Srsly guys... Why so many lines of code for a simple method like this? Here's my solution:

Srsly 伙计们...为什么像这样的简单方法需要这么多行代码？这是我的解决方案：

def isPrime(a):
    div = a - 1
    res = True
    while(div > 1):
        if a % div == 0:
            res = False
        div = div - 1
    return res

isPrime=lambda x: all(x % i != 0 for i in range(int(x**0.5)+1)[2:])

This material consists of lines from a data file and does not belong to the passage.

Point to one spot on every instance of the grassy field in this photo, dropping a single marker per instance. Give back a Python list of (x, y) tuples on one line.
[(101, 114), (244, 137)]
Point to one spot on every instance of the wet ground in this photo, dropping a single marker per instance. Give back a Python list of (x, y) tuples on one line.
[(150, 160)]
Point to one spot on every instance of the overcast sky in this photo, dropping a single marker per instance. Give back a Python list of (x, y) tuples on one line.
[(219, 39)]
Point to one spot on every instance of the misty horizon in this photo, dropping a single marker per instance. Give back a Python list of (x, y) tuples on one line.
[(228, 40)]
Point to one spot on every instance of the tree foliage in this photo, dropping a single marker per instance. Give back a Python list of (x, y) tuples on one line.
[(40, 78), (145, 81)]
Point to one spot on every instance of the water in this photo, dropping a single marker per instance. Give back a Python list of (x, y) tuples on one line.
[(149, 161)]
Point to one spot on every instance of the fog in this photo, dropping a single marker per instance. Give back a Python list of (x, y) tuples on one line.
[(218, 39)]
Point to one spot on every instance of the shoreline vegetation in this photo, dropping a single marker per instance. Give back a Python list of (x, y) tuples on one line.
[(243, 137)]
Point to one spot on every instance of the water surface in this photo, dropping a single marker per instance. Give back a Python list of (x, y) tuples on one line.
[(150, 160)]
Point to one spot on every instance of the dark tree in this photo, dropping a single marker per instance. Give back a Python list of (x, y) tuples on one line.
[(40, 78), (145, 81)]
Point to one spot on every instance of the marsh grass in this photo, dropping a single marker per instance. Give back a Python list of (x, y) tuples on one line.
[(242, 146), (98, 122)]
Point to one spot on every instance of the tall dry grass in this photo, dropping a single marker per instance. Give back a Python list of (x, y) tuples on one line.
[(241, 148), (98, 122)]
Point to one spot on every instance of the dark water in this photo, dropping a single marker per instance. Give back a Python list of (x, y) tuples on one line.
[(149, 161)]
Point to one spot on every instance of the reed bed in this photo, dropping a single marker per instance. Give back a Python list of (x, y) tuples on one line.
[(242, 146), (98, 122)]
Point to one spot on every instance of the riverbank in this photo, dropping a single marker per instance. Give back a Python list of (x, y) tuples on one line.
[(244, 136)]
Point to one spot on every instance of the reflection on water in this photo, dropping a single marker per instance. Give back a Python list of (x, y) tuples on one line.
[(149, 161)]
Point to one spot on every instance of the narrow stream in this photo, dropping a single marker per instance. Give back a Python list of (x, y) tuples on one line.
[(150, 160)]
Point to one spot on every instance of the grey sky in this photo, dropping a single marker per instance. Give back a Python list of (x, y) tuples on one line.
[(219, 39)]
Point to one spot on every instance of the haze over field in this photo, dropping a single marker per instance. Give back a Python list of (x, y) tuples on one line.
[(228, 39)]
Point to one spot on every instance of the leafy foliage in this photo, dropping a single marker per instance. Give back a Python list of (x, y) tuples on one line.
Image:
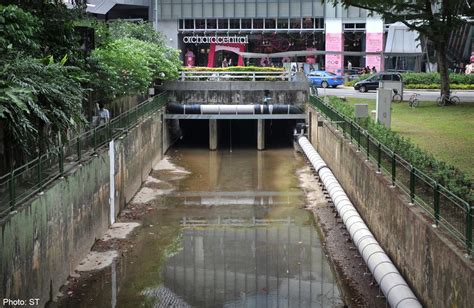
[(34, 95), (449, 176), (129, 57), (234, 69), (426, 79)]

and here goes how to use it

这是如何使用它

isPrime(2) == False
isPrime(5) == True
isPrime(7) == True

To find all primes you might use:

要查找您可能使用的所有素数：

filter(isPrime, range(4000)[2:])[:5]
=> [2, 3, 5, 7, 11]

Note that 5, in this case, denotes number of prime numbers to be found and 4000 max range of where primes will be looked for.

请注意，在这种情况下，5 表示要找到的素数的数量和 4000 将寻找素数的最大范围。

int(n**0.5)is the floor value of sqrt(n) which you confused with power 2 of n (n**2). If nis notprime, there must be two numbers 1 < i <= j < nsuch that: i * j = n.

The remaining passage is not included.